Co-Experience

Co-Experience: Understanding user experiences in social interaction

This week I finished reading Co-Experience: Understanding user experiences in social interaction, by Katja Battarbee. This book is actually her Master’s Degree dissertation, from the University of Arts and Design in Helsinki, in 2004. The thesis here is that to study co-experience, experience prototyping should happen early in the process, in the real context of people who will interact with this experience. For me, it was very helpful to read this and to confirm my own approach to creating an interactive intervention: it’s all about context and people in the real world.

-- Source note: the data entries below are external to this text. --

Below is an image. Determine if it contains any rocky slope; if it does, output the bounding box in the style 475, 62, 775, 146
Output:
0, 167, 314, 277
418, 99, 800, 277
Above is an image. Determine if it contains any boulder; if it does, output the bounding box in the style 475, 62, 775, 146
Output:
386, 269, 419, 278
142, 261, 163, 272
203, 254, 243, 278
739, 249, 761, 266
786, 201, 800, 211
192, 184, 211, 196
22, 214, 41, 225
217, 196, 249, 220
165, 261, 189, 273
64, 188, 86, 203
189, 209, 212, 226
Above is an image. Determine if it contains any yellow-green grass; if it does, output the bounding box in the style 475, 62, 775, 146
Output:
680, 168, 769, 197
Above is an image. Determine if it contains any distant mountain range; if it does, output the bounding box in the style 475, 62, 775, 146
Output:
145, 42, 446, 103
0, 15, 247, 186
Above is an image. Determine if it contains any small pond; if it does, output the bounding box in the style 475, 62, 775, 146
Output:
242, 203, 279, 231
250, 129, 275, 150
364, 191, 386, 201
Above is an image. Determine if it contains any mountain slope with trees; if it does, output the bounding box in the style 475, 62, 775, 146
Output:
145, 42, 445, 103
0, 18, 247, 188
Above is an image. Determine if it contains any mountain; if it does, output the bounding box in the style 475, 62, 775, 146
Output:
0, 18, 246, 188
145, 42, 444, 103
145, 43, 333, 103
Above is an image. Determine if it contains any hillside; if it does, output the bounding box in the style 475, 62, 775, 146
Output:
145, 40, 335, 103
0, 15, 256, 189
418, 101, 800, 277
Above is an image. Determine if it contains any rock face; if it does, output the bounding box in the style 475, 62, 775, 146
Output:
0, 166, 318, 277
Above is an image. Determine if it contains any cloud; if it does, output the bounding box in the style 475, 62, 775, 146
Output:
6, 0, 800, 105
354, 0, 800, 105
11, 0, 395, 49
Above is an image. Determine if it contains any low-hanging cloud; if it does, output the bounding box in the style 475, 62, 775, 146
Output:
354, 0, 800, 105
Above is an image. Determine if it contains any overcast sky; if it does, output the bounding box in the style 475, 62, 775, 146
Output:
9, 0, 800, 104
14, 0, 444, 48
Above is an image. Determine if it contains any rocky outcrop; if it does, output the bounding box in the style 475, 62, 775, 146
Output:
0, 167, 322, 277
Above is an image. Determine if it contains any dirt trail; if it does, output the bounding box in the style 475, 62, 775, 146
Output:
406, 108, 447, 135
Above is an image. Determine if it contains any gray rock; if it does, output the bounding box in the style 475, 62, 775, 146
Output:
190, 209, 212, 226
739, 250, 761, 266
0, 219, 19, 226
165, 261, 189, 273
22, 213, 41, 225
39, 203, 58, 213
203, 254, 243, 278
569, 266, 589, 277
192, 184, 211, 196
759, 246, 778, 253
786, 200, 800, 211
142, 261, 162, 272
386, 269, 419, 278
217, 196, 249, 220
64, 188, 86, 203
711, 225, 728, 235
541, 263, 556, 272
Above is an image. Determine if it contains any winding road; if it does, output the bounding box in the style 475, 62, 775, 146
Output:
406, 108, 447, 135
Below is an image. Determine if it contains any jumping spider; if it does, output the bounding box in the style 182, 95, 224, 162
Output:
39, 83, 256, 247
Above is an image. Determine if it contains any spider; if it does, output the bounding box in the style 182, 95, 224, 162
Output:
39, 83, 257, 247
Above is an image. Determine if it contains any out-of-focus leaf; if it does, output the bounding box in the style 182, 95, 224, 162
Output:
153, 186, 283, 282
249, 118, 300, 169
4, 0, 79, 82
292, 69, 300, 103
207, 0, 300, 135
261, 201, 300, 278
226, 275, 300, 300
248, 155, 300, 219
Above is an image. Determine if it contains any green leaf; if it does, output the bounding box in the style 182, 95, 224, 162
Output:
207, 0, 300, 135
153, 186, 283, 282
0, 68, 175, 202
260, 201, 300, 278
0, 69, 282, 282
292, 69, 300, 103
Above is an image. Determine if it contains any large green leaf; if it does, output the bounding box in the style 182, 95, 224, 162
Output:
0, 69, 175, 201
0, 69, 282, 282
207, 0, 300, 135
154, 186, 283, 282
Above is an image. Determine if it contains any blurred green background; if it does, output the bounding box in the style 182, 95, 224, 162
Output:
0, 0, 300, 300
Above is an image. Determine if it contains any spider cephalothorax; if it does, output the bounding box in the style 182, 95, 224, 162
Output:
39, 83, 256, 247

She talks about prototyping and the importance of it as part of the interaction design and experience design process. Personally, I think prototyping is quite fun! There is no “wrong” or “right” way of doing things -as it is a sketch, and through it, you are going to find out what works and what doesn’t. It’s fun to put yourself into people’s shoes and do whatever it is that you are analyzing or exploring. When we physically do things with our bodies (bodystorming, or whatever they call it), you go through steps that otherwise might been overlooked, and grasp a sense of proportions, scale, frequency, etc. When using cardboard and paper, or more high-fidelity prototyping, one can see the reach, possibilities and also shortcomings and things to consider in terms of input/output, scale, etc. And they pop right away.

The author also states that what is interesting is that “available technologies may be used in new, innovative ways for different, originally unintended purposes”. I couldn’t agree more, and this way of using technology as a tool is the approach I want to follow on my MA project. I discovered in this book  that with new technology and frameworks, people are put into the role of content developers. This is what is very important about interaction: the ability to control, modify, re-jig and adapt a system.

Co-experience is described as being:

  • social
  • multimodal
  • creative
  • for fun

All in all, a good read that made me think about the approach I want to take with my project.